You can mark everything suspend and there's no difference.

pjmlp 4 years ago | |

Native VM support instead an additional library faking it, and filling .class files with needless boilerplate.

KingOfCoders 4 years ago |

Something to learn for everybody, the article is mainly about Linux tuning.

jeroenhd 4 years ago | |

The Linux tuning part seems to have been inspired by these blog posts from 14 years ago: https://www.metabrew.com/article/a-million-user-comet-applic...

It's almost a little disappointing that beefy modern servers only manage a x5 scale improvement, though that could be due to the differences in runtime behaviour between Erlang and the JVM.

toast0 4 years ago | | |

I mean... is 5M very impressive? Not really. Does it show that Project Loom meets the goal of being able to do large client count thread per server workloads? I think so. Does the name remind me of a best selling point and click adventure game? Definitely yes.

torginus 4 years ago |

While impressive, I don't really see it as something practical - I think scaling across processes/VMs is a much more realistic approach.

zinxq 4 years ago |

Loom sets out to give you a sane programming paradigm similar to what threads do (i.e. as opposed to programming asynchronous I/O in Java with some type of callback) without the overhead of Operating System threads.

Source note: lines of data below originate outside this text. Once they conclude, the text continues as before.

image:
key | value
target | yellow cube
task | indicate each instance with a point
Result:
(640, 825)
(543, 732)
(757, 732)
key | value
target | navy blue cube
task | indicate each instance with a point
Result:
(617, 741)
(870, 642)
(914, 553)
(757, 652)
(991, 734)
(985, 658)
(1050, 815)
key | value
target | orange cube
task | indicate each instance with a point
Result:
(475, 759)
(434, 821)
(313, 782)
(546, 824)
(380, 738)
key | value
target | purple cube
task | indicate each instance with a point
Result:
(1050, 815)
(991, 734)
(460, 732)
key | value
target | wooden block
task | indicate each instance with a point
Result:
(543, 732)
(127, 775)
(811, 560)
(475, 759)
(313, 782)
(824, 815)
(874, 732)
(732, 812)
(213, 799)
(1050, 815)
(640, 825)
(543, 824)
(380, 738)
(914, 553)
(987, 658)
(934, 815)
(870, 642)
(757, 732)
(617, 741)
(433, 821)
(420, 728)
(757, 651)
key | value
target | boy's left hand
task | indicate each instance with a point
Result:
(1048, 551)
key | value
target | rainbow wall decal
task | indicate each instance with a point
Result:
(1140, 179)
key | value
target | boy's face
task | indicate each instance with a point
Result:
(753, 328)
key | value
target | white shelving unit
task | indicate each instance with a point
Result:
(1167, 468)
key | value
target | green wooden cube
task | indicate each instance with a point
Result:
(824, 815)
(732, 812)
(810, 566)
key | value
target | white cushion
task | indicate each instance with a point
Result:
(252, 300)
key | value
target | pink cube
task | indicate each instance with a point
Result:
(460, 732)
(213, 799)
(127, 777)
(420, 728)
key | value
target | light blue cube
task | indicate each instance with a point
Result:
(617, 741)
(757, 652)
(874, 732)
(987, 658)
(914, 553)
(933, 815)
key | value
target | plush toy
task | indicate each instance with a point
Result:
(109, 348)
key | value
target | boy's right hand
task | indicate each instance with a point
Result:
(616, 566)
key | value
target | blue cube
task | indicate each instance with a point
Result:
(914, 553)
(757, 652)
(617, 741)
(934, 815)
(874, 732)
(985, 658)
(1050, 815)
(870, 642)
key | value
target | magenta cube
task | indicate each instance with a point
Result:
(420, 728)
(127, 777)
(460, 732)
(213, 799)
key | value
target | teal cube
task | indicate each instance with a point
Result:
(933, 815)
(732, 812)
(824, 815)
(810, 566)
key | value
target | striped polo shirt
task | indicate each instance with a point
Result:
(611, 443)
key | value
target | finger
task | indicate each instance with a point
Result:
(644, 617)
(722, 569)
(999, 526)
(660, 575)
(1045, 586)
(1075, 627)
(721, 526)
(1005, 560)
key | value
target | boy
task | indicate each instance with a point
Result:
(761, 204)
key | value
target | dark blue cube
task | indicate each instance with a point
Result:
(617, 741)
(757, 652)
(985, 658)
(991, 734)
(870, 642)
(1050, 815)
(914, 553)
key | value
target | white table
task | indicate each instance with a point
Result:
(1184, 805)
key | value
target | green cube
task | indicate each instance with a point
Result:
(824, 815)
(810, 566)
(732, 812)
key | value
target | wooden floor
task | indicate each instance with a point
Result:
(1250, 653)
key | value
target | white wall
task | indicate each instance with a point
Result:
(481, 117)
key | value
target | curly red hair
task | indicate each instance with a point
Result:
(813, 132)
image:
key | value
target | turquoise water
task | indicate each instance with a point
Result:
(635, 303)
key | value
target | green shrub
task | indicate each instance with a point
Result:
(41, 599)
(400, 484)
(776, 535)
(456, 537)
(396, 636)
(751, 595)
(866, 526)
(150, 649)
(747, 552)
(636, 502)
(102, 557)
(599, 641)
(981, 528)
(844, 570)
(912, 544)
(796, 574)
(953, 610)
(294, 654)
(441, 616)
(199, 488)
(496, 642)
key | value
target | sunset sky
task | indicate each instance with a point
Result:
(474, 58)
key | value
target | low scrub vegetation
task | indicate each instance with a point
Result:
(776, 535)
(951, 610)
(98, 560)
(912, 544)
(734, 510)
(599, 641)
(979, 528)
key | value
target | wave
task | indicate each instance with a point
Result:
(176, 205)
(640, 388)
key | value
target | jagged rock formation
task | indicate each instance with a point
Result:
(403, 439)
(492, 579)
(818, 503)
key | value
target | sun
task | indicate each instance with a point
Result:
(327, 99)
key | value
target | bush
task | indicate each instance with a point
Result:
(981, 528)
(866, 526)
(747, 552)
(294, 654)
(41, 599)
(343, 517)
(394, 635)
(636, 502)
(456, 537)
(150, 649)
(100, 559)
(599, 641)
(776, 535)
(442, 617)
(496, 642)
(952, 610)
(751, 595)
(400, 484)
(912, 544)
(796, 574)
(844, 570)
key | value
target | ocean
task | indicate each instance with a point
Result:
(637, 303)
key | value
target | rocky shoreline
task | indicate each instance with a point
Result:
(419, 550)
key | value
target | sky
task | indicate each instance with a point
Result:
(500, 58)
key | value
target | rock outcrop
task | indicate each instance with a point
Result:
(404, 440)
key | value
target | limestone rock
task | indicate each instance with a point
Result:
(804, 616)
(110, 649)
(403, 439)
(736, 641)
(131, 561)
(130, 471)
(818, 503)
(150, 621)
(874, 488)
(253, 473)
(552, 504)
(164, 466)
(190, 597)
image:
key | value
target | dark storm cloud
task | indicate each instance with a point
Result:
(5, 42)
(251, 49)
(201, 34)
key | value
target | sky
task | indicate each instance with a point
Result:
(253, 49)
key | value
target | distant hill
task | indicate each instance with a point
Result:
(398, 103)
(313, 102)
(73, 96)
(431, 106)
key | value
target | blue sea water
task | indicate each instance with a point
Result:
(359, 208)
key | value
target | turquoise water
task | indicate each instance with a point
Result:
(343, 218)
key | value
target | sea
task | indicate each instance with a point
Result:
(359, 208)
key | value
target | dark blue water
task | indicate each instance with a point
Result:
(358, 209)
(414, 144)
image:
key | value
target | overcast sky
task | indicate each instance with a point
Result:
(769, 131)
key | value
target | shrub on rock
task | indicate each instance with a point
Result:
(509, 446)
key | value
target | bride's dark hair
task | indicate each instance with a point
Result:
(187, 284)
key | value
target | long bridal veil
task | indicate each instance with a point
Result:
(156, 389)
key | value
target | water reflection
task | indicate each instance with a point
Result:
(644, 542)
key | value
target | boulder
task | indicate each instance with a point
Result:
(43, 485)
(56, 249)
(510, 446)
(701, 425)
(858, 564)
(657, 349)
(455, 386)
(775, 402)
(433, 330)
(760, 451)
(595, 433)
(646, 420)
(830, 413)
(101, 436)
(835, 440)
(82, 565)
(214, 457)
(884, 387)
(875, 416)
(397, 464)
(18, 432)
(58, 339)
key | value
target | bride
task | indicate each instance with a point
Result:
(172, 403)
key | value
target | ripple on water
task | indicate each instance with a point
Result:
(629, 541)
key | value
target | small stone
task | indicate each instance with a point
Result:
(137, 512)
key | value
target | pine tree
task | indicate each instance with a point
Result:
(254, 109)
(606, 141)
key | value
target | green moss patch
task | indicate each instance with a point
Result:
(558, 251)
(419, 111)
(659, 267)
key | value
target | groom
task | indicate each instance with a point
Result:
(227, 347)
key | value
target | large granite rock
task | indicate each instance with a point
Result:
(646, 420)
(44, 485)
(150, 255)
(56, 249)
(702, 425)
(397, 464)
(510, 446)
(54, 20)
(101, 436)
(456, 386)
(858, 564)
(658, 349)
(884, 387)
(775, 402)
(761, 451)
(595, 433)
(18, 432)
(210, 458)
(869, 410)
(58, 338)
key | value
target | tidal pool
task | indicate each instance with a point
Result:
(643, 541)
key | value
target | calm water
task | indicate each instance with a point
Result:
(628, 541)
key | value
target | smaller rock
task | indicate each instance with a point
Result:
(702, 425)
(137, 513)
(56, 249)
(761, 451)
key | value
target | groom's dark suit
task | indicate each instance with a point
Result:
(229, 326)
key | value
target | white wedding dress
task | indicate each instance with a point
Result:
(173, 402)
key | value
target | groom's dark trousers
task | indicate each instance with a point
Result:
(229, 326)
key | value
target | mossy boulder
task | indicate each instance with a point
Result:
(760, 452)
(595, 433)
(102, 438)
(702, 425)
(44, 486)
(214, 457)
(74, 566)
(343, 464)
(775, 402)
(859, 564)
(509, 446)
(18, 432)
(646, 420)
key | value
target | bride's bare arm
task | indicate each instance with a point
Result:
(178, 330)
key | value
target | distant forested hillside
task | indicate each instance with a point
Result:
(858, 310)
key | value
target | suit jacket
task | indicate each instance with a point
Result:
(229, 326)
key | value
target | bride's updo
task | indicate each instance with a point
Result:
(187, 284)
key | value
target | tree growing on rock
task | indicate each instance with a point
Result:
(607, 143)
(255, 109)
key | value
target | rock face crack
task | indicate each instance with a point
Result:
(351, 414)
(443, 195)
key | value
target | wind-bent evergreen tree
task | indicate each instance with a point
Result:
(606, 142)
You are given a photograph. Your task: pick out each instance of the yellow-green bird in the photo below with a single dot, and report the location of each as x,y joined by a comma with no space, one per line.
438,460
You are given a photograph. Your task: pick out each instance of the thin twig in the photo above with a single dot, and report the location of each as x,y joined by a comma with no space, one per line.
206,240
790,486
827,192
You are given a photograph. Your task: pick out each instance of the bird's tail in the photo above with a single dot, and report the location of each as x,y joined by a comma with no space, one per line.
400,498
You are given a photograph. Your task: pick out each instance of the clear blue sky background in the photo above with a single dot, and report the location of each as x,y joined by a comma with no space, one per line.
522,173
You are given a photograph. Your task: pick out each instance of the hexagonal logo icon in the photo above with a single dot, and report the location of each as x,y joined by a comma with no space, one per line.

That's a very cool and a noble pursuit. But the title of this article might as well have been "5M persistent connections with Linux" because that's where the magic 5M connections happen.

I could also attempt 5M connections at the Java level using Netty and asynchronous IO - no threads or Loom. Again, it'd take more Linux configuration than anything else. If that configuration did happen though now you can also do it in C# async/await, javascript, I'm sure Erlang and anything else that does Asynchronous I/O whether it's masked by something like Loom/Async/Await or not.

notorandit 4 years ago |

With a maximum of 64k TCP connections per single server IP, you need 77 different IP on the server side. This is a fact.

Nullabillity 4 years ago |

Loom is missing the point.

Time has shown that bare threads are not a viable high-level API for managing concurrency. As it turns out, we humans don't think in terms of locks and condvars but "to do X, I first need to know Y". That maps perfectly onto futures(/promises). And once you have those, you don't need all the extra complexity and hacks that green threads (/"colourless async") bring in.

I'd take a system that combined the API of futures with the performance of OS threads over the opposite combination, any day of the week. But as it turns out, we don't have to choose. We can have the performance of futures with the API of futures.

Or we can waste person-years chasing mirages, I guess. I just hope I won't get stuck having to use the end product of this.